Decreased heparin cofactor II activity is associated with impaired endothelial function determined by brachial ultrasonography and predicts cardiovascular events

Background: Heparin cofactor II (HCII) could inactivate thrombin after binding to dermatan sulfate at injured arterial walls, and has been shown to be a novel and independent antiatherosclerotic factor. However, the relation between plasma HCII activity and peripheral vascular endothelial function remains unclear. Methods: A total of 199 patients (mean age, 63 ± 14 years) were enrolled and followed up for a median period of 24 months. Endothelial function was assessed using brachial ultrasonography to determine endothelium dependent flow-mediated vasodilation (FMD). Cox regression analyses were conducted for the 199 subjects, with cardiovascular events being defined as myocardial infarction (MI), percutaneous coronary intervention (PCI), coronary artery bypass grafting (CABG), ischemic stroke, and peripheral artery revascularization.
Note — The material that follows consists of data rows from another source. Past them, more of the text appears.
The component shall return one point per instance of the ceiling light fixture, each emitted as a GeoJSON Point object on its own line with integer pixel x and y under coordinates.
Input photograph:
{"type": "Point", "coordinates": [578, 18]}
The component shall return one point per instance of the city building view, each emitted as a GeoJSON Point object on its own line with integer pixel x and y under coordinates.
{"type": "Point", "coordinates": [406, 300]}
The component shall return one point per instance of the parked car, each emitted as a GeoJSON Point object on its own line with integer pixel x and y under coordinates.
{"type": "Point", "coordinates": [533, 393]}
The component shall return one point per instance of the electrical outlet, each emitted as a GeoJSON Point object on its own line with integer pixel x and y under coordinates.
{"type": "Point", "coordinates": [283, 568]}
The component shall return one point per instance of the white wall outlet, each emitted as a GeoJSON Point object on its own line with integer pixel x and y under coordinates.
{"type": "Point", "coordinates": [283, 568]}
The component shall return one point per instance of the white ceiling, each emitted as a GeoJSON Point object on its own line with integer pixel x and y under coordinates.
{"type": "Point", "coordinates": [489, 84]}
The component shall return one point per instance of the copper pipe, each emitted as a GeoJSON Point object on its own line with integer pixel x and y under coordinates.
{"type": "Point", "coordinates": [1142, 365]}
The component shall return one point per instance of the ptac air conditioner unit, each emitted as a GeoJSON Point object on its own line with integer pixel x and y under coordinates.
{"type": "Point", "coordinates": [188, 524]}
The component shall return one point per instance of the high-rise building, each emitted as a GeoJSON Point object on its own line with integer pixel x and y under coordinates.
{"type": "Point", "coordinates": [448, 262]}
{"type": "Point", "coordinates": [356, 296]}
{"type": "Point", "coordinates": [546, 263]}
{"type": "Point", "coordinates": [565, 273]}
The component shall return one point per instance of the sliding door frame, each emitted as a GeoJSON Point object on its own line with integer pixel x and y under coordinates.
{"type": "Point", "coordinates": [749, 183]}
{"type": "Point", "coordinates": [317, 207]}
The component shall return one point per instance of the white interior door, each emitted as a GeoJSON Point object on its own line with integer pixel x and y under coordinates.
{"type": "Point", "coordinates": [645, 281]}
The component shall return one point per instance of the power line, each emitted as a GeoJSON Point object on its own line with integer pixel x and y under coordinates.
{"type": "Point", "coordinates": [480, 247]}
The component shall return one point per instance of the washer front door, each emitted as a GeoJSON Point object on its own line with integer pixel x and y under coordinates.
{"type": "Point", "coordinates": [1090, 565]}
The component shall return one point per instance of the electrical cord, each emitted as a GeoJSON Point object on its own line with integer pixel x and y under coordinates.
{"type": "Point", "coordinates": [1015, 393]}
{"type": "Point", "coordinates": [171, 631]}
Results: A total of 31 patients (16%) had cardiovascular events. Patients with cardiovascular events had significantly lower HCII activity (112 ± 34 versus 127 ± 34%, p = 0.027) and lower antithrombin III (ATIII) activity (82 ± 12 versus 88 ± 13%, p = 0.014) than those without events. By multivariate analysis, age (p = 0.012), hsCRP (p = 0.020) and HCII activity (p = 0.035) were correlated with FMD. Kaplan-Meier analysis was performed and showed plasma HCII (p = 0.036) and ATIII activities (p = 0.005) were predictors of cardiovascular events. By Cox regression analysis, plasma HCII activity (p = 0.026) could be an independent predictor of future cardiovascular events, but not ATIII. Conclusions: The present study demonstrates that plasma HCII activity is positively correlated with endothelial vasodilator function. Furthermore, plasma HCII activity could be a predictor of future cardiovascular events in patients with suspected coronary artery disease, suggesting its role in atherosclerosis.